I'm trying to provision devices through AWS IOT api calls, i have used the AWS CLI to get CA Certificate and i have also generated X.509 certificate. Can anyone please guide me on how to Create Thing and attach certificate through SDK?

Answer 1

I have successfully used the API to create devices on AWS IoT Core by following these steps.
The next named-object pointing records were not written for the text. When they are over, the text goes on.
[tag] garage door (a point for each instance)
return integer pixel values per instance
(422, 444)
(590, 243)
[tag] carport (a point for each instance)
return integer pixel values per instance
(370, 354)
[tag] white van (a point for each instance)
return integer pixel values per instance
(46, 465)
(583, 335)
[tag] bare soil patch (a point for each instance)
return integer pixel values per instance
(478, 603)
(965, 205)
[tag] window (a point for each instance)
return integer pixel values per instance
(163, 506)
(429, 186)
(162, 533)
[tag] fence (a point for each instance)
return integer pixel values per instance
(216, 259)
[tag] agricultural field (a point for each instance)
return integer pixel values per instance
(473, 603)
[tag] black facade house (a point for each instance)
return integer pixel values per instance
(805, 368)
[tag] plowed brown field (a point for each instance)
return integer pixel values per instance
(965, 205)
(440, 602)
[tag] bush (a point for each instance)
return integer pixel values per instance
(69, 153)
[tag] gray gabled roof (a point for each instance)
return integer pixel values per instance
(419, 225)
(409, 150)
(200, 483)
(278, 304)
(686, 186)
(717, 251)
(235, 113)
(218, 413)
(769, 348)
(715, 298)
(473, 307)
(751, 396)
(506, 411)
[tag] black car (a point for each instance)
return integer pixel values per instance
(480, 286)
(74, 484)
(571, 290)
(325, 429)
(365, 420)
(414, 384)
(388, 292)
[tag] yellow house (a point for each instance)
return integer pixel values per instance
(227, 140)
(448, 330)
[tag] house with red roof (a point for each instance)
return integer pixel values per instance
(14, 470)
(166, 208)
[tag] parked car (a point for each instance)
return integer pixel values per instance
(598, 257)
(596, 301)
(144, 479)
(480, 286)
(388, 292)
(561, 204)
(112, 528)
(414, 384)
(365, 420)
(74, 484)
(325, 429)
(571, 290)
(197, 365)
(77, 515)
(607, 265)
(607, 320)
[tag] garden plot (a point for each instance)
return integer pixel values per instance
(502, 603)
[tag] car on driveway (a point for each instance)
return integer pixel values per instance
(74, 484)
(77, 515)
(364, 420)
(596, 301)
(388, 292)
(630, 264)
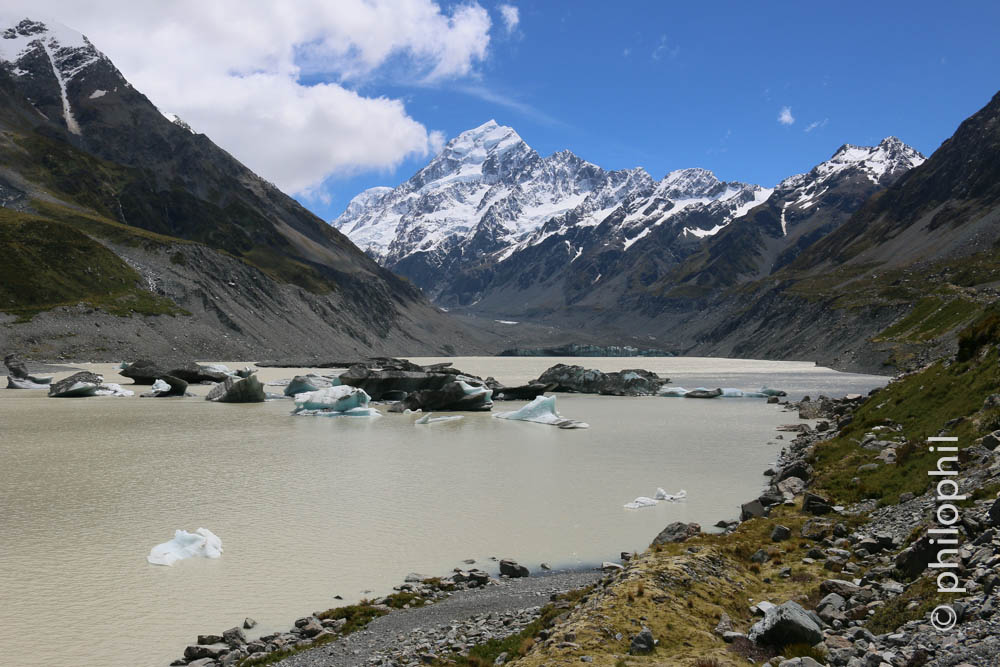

Using the CLI i made CA certificate using rsa key

• openssl genrsa -out certs/rootCA.key 2048
• openssl req -x509 -new -nodes -key certs/rootCA.key -sha256 -days 1024 -out certs/rootCA.pem
• aws iot get-registration-code (registrationCode used later as a "Common Name")
• openssl genrsa -out certs/verificationCert.key 2048

Then i created a CSR

• openssl req -new -key certs/verificationCert.key -out certs/verificationCert.csr
• openssl x509 -req -in certs/verificationCert.csr -CA certs/rootCA.pem -CAkey certs/rootCA.key -CAcreateserial -out certs/verificationCert.crt -days 500 -sha256

Registered the CA Certificate

• aws iot register-ca-certificate --ca-certificate file://certs/rootCA.pem --verification-certificate file://certs/verificationCert.crt --allow-auto-registration
• aws iot update-ca-certificate --certificate-id e3f0a30c3bbd4c9fdbb752cf2717fda21fbd2f8158e5dc0bb320c8bdbabf6295 --new-status ACTIVE

Then i used the the verificationCert.csr for createCertificateFromCsr and used the certificateArn from response in attachPolicy and attachThingPrincipal

Answer 2

You cant connect a device to AWS IoT with an API if you are trying to use HTTPS. AWS IoT specifically requires the MQTT broker on AWS IoT Core. Are you using this with a device like RPi?